Planter une éolienne ou installer des panneaux solaires, c’est supposé présenter un bénéfice écologique. Tout comme de remplacer sa chaudière au fioul par une pompe à chaleur. Ou encore privilégier l’achat d’un produit en vrac et d’une origine locale à celui trop emballé qui vient de loin. Ou, enfin, de désherber à l’huile de coude plutôt qu’au célèbre poison vendu par une multinationale américaine rachetée par un groupe de chimie allemand. Parfois, ce bénéfice écologique est discutable, complexe à évaluer, peut-être même indéterminable.
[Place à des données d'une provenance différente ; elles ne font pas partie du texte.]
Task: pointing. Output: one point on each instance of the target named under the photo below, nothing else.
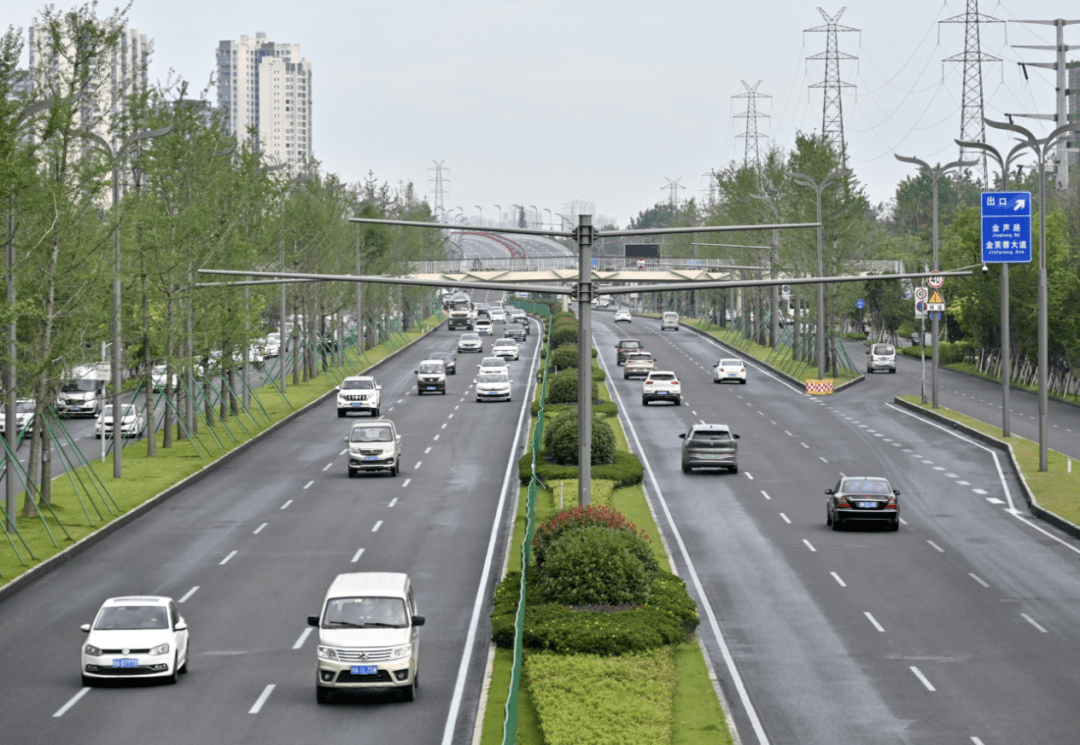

D’autres fois, il relève de la pure mascarade, comme les éoliennes et les panneaux solaires qui font rouvrir des centrales à charbon quand Apollon et Éole ont mieux à faire ailleurs.
L’injonction du petit geste pour la planète revient parfois dans le discours politique. La carotte (bio) est très symbolique : vous serez gratifié d’un satisfecit si vous suivez docilement les instructions estampillées favorables par l’autorité en place. Par contre, pour le bâton, l’écologie punitive peut coûter plus cher : être interdit de circuler dans telle métropole si votre véhicule est trop vieux et ne roule pas au bon carburant, ça peut devenir très problématique. Tout le monde n’a pas forcément les moyens de changer de véhicule. Des gilets jaunes ont occupé des ronds-points pour moins que ça.
Certes, comme il est chanté dans « La Piémontaise », « petits ruisseaux, grandes rivières ». Chaque effort individuel qui est fait pour la planète est bon à prendre, et plus ils seront nombreux, mieux ce sera. Mais le vulgum pecus ne dispose que de très peu de leviers pour changer la face du monde. Il est rare que monsieur Macheprot ou madame Michu décide dans son coin d’implanter une centrale nucléaire au fond de son jardin. Il peut seulement réduire sa consommation d’électricité, dans une certaine mesure.
Le chanteur Julien Doré, dans un entretien accordé à France Bleu Gard Lozère, fustige ce « petit geste ». Il serait, en fait, un alibi culpabilisant le peuple dont userait le politique pour s’exonérer d’agir sur les « grandes rivières » directement. Depuis des décennies, l’écologie inaugure les mandats électifs comme une bannière qui flotte au vent et termine piteusement en variable d’ajustement, par manque de courage politique. L’autosatisfaction indécente qui s’exprimait après l’accord COP21 avait un goût amer pour tous les lucides qui avaient compris les conséquences de toutes les exceptions, de tous les atermoiements, de toutes les issues de secours et les compromis trop coûteux. Rien que du laver-vert[1].
Comment donner tort à Julien Doré ? Jean-Marc Jancovici s’époumone à démontrer que l’inertie du réchauffement climatique anthropique devrait nous obliger à considérer comme une urgence la remise en cause de notre modèle de vie collectif à l’échelle de la planète. La biodiversité s’effondre et nous ne faisons rien pour changer ni nos alimentations ni nos agricultures. « Notre maison brûle et nous regardons ailleurs », disait Jacques Chirac, en 2002. Injonction prophétique d’un homme politique lucide qui sait que la politique a déjà perdu le pouvoir, et que des financiers n’ayant comme horizon que la publication des chiffres du prochain trimestre sont aux commandes ? Ou d’un roi fainéant qui ne souhaitait pas croiser le fer avec ces financiers ?
[1] Greenwashing : présenter comme écologiquement favorable/responsable des actions ou résultats qui ne le sont pas.